I learned something today. Excessive DOS accesses in NetWare can cause a cluster poison-pill! I'm guessing this is a manifestation of the Realtime 'bug'. If so, this is an aspect of my favorite rant against Netware.

Real Mode Operations
NetWare is one of the few operating systems out there that still insists on putting the CPU into Real Mode for operations. There are a few things that really kick it off:
  • Extended SCSI operations, such as those that command an auto-loader robot arm, or on some baddly designed tape-drives, the eject/insert mechanism. In this case, the server drops into Real Mode, gives the SCSI command, and waits in real mode until the command finishes. For things like 'Go To Slot 5' this can take whole seconds to complete. For things like "Eject tape in drive & put in slot 5" it can take up to five MINUTES.
  • DOS-partition access You can get around this one by loading DOSFAT.NSS, but almost noone does that.

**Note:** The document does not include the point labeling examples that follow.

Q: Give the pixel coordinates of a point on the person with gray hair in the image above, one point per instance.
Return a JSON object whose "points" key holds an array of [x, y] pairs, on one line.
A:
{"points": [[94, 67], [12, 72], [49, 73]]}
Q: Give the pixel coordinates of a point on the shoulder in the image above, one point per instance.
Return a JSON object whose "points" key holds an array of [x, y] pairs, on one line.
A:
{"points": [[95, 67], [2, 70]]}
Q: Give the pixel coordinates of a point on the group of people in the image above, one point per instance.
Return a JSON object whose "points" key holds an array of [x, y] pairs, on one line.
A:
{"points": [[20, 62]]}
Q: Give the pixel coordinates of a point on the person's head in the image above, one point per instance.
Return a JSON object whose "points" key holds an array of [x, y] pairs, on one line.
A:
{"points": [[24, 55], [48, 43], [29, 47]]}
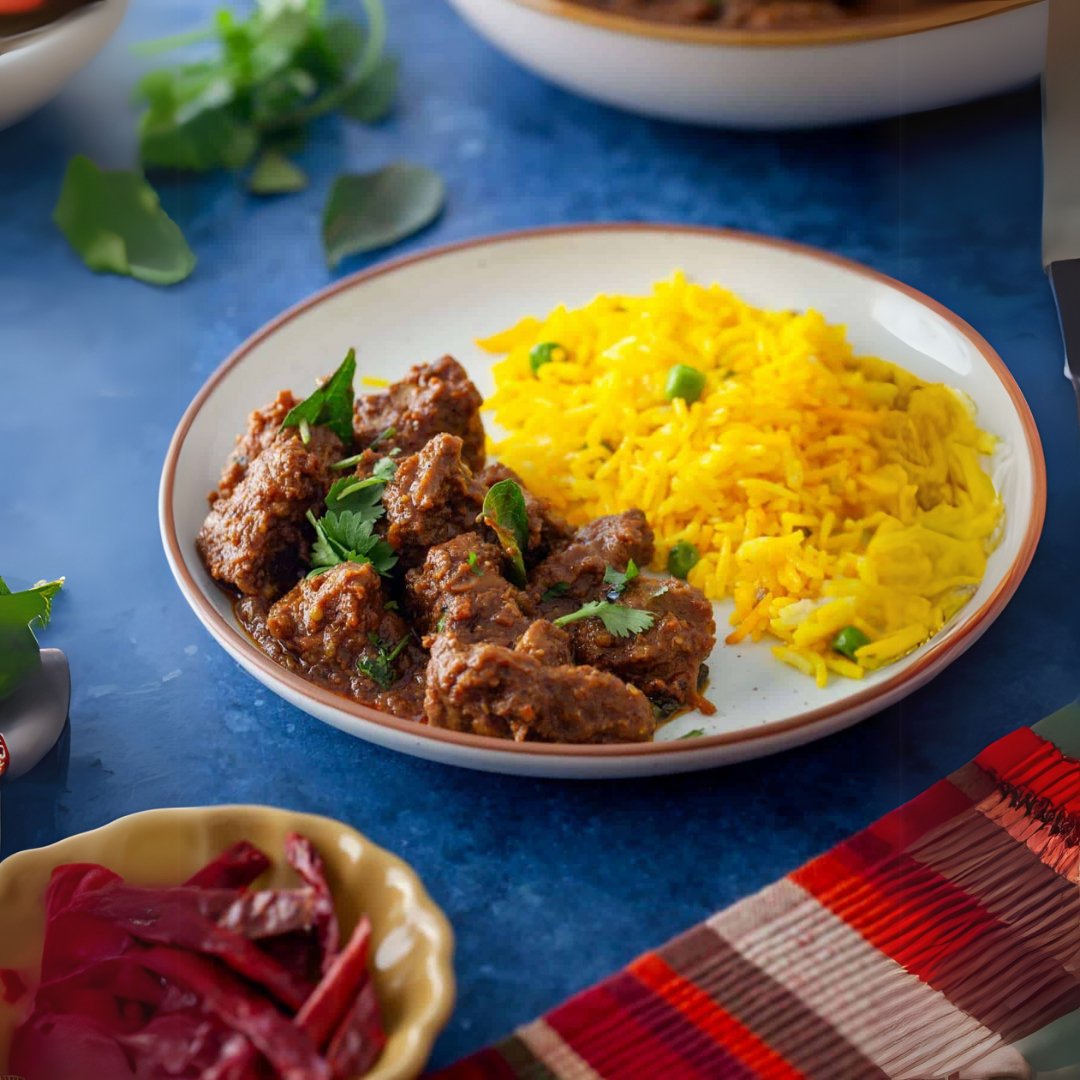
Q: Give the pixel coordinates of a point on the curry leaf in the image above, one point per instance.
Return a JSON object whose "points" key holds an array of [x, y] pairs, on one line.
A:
{"points": [[19, 655], [115, 221], [275, 175], [505, 514], [331, 405], [368, 211]]}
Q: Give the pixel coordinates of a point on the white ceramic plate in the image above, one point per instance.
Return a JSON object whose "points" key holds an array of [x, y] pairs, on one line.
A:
{"points": [[861, 70], [440, 301], [35, 70]]}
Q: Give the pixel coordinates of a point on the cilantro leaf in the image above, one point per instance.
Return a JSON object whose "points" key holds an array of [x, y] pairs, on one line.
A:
{"points": [[505, 514], [619, 581], [331, 405], [275, 175], [362, 495], [19, 655], [618, 619], [379, 669], [115, 223], [348, 537], [367, 211], [271, 72]]}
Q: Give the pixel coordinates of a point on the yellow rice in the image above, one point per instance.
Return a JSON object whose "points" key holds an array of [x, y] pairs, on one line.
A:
{"points": [[823, 489]]}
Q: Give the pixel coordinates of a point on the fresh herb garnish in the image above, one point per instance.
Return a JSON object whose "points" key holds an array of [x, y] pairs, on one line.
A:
{"points": [[362, 495], [618, 619], [19, 655], [849, 640], [543, 353], [619, 581], [348, 537], [273, 72], [505, 514], [367, 211], [379, 669], [683, 558], [331, 405], [116, 225], [275, 175], [559, 589]]}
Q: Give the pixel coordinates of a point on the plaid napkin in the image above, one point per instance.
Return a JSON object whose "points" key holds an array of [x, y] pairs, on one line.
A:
{"points": [[925, 946]]}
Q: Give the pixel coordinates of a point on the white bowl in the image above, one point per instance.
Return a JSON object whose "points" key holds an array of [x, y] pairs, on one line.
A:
{"points": [[35, 70], [442, 300], [860, 71]]}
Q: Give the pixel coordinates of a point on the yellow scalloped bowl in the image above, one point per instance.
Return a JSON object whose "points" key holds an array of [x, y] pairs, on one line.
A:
{"points": [[413, 943]]}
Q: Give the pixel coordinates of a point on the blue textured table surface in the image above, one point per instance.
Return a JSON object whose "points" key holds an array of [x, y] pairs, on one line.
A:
{"points": [[549, 885]]}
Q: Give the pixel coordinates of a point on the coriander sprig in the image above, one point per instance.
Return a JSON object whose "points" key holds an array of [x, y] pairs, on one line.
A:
{"points": [[618, 619], [346, 532], [619, 581], [380, 667]]}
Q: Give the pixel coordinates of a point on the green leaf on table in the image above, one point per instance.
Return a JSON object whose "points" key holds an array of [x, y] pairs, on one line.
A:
{"points": [[329, 406], [505, 514], [259, 78], [275, 175], [19, 653], [374, 210], [116, 224], [373, 98]]}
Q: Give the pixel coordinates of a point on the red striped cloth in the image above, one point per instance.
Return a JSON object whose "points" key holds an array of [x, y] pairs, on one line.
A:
{"points": [[918, 948]]}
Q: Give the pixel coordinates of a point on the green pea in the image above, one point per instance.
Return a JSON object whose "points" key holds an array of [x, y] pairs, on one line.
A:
{"points": [[848, 640], [686, 382], [543, 353], [682, 559]]}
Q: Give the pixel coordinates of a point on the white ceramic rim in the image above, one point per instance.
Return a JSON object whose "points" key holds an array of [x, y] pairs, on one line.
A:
{"points": [[948, 13]]}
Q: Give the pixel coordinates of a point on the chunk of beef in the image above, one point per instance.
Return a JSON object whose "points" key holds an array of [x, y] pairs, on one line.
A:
{"points": [[466, 597], [262, 426], [255, 538], [664, 661], [491, 690], [432, 498], [781, 14], [575, 572], [327, 625], [547, 529], [431, 400], [547, 643]]}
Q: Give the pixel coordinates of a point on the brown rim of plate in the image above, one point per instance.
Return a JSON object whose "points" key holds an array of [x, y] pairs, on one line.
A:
{"points": [[871, 28], [936, 656]]}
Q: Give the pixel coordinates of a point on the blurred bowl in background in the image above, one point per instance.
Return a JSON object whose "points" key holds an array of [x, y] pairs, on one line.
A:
{"points": [[34, 67], [863, 69]]}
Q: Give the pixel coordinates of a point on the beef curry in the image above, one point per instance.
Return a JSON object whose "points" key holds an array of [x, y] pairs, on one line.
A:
{"points": [[412, 595]]}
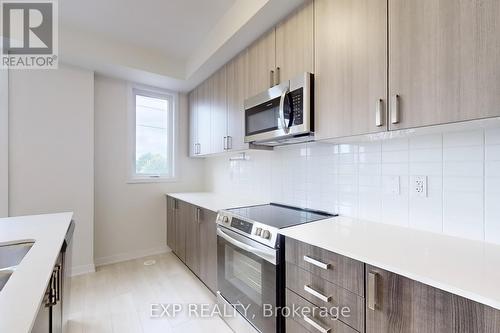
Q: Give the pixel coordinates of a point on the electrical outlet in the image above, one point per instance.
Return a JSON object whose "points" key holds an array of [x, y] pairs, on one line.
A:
{"points": [[420, 186]]}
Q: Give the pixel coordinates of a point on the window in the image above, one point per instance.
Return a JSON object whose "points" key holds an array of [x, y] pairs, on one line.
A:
{"points": [[152, 138]]}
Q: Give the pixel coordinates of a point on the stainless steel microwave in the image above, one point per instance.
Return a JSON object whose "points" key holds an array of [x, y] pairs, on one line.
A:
{"points": [[283, 114]]}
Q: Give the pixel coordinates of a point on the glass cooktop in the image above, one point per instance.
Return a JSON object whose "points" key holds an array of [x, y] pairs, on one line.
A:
{"points": [[279, 216]]}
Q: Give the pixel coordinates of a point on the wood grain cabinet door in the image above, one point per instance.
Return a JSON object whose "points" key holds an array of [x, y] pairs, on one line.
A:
{"points": [[208, 249], [395, 304], [236, 73], [261, 64], [295, 44], [444, 61], [171, 223], [192, 222], [350, 67], [181, 213]]}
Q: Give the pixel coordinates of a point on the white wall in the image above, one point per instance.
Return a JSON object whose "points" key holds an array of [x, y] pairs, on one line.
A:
{"points": [[51, 147], [463, 170], [130, 218], [4, 142]]}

Access to the DOS partition is done in Real Mode because DOS-FAT can't understand multiple accesses, so NetWare has to make sure that access to it are done sequentially.
The problem with Real Mode access is that when it goes into real mode, all other I/O operations on the server STOP UNTIL THE OPERATION IS COMPLETED. That's everything. Disk I/O (how I ran into it the first time). Network I/O. You name it. All halted until the *#$!~ tape can finish rewinding and go back to slot 2. Highly annoying.

Yes, I know there is a TID on this, but we apparently haven't used it here yet.

The problem is that on a cluster, real-mode can make you miss your heartbeat. And that makes you go split-brain. Not Good. I managed to crash two of the three servers this way! At essentially the same time! Good thing that third server was around, I tell yah.